Sebenarnya, Al-Quran bukan tidak pernah menyinggung fakta-fakta kontemporer sekarang ini. Hanya saja Al-Quran menggunakan “bahasa” yang berbeda. Sebagai contohnya arak, whiskey, cointreu, vodka, tuak dan lain-lain sebagainya tidak pernah di sebutkan dan termaktub perkataan-perkataan demikian di Al-Quran. Akan tetapi uji materi terhadap keharamannya parallel dengan Al-Quran dimana telah terjadi pendekatan hukum berdasarkan sifat zat penyusunnnya yang kemudian juga di perkuat pernyataan keharamannya dalam hadits-hadits Rasulullah SAW. Sehingga, hasil ijtihad para ulama untuk menentukan status hukum terhadap benda-benda tersebut telah final dan dinyatakan haram berdasarkan pendekatan zat dan soal intensitas banyak atau sedikitnya yang di singgung dalam hadits. Dan hebatnya, ke-final-an itu ternyata masih di pertanyakan sambil di rekonstruksi lagi. Sehingga keluarlah hasil “ijtihad” yang menyatakan “menghalalkan” khamar-khamar tersebut pada beberapa situasi tertentu, misalnya daerah kutub dan berhawa dingin.

Ijtihad tidaklah terlepas dari nilai-nilai Al-Quran dan Hadits seperti layaknya anak panah yang terlepas dari busurnya. Dan ijtihad itu sendiri tidak boleh berhenti. Disinilah letak kata pasrah, patuh, dan tunduk tersebut yang esensinya adalah ketertundukan akal terhadap wahyu. Akan tetapi juga yang hal perlu diingat adalah bahwa, melegitimasi suatu konsekuensi hukum kontemporer yang dianggap hasil ijtihad dengan tanpa melakukan pendekatan historis dan konteks sosial yang tidak berseberangan dengan semangat Al-Quran juga keliru.
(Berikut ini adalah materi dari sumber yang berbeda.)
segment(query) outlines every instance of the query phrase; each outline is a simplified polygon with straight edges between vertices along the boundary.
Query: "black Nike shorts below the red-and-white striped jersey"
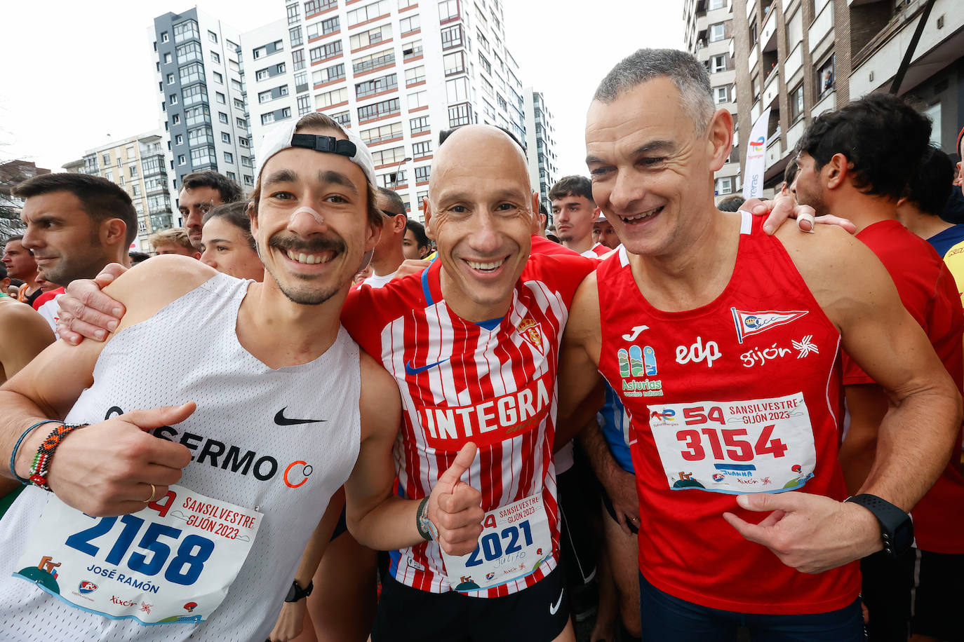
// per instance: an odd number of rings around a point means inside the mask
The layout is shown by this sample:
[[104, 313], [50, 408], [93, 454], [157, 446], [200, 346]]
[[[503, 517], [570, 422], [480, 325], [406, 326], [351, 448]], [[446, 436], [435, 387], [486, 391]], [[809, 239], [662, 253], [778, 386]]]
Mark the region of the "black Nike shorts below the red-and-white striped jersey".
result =
[[549, 642], [569, 622], [569, 596], [557, 568], [549, 577], [501, 598], [430, 593], [391, 576], [382, 581], [372, 642]]

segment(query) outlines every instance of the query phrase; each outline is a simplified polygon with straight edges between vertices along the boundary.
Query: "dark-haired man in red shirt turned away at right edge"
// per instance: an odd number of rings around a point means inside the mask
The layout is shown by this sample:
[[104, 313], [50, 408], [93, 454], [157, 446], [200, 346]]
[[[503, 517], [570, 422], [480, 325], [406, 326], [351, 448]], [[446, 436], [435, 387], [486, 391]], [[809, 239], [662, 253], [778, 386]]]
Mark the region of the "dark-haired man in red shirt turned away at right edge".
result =
[[[926, 117], [896, 96], [871, 93], [811, 124], [800, 141], [795, 184], [801, 203], [819, 214], [846, 213], [854, 221], [857, 239], [890, 272], [904, 307], [924, 328], [960, 391], [964, 313], [953, 276], [930, 244], [897, 221], [897, 201], [908, 177], [916, 175], [929, 139]], [[850, 424], [840, 460], [847, 491], [857, 494], [880, 456], [877, 433], [888, 398], [876, 377], [846, 353], [844, 386]], [[961, 447], [960, 427], [955, 453]], [[912, 512], [916, 550], [899, 560], [876, 553], [861, 562], [862, 595], [870, 611], [868, 632], [874, 642], [906, 640], [908, 624], [927, 639], [960, 636], [957, 604], [964, 598], [964, 516], [959, 508], [964, 506], [964, 477], [959, 454], [949, 462], [950, 455], [951, 449], [941, 453], [947, 466]]]

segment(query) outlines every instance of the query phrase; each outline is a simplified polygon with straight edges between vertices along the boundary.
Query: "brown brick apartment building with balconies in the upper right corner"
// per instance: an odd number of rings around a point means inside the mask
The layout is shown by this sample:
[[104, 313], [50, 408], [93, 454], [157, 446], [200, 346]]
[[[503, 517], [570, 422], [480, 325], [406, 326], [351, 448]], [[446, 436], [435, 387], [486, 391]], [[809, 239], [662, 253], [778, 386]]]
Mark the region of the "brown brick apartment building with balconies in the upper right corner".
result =
[[[892, 89], [931, 0], [733, 0], [737, 131], [770, 108], [764, 187], [779, 187], [813, 118]], [[933, 0], [897, 94], [931, 117], [932, 140], [954, 153], [964, 123], [964, 13]], [[745, 159], [740, 150], [740, 160]]]

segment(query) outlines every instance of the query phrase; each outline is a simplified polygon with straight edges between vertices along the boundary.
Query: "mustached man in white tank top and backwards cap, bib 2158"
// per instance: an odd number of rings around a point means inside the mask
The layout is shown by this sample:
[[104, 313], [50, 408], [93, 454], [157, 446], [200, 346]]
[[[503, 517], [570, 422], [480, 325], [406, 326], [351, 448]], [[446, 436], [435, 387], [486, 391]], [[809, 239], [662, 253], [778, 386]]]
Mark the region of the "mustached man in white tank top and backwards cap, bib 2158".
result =
[[[327, 116], [300, 124], [262, 148], [263, 283], [154, 259], [107, 288], [126, 313], [106, 343], [57, 343], [0, 389], [3, 475], [54, 492], [28, 487], [0, 522], [0, 637], [289, 639], [303, 610], [272, 626], [306, 594], [346, 480], [376, 545], [422, 541], [417, 502], [390, 496], [398, 388], [338, 321], [378, 240], [371, 156]], [[31, 429], [51, 417], [86, 425]], [[481, 520], [477, 491], [456, 488], [463, 454], [440, 485], [449, 542]]]

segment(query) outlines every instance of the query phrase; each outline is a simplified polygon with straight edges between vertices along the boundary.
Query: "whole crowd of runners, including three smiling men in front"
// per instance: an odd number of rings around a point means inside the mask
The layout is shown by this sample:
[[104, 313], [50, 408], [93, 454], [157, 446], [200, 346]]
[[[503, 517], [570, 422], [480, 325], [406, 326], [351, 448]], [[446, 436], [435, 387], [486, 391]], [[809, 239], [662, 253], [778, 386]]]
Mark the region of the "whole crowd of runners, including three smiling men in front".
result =
[[478, 124], [424, 227], [321, 113], [252, 193], [186, 176], [172, 256], [109, 181], [19, 184], [0, 639], [964, 639], [964, 172], [870, 94], [717, 209], [733, 130], [642, 49], [551, 226]]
Kalau hal tersebut dilakukan, maka wajah islam akan dipandang kaku, kolot, dan tidak relevan. Oleh karenanya, solusi berijtihad tehadap masalah kontemporer jelas membutuhkan suatu kualifikasi keilmuan dan kecerdasan superfisial dalam memandang dan merasakan. Sehingga hasil ijtihad tadi mampu memberikan jawaban atas kebingungan terjebak dalam tataran masalah kontemporer yang urgen di carikan solusi. Wallahu A’lam.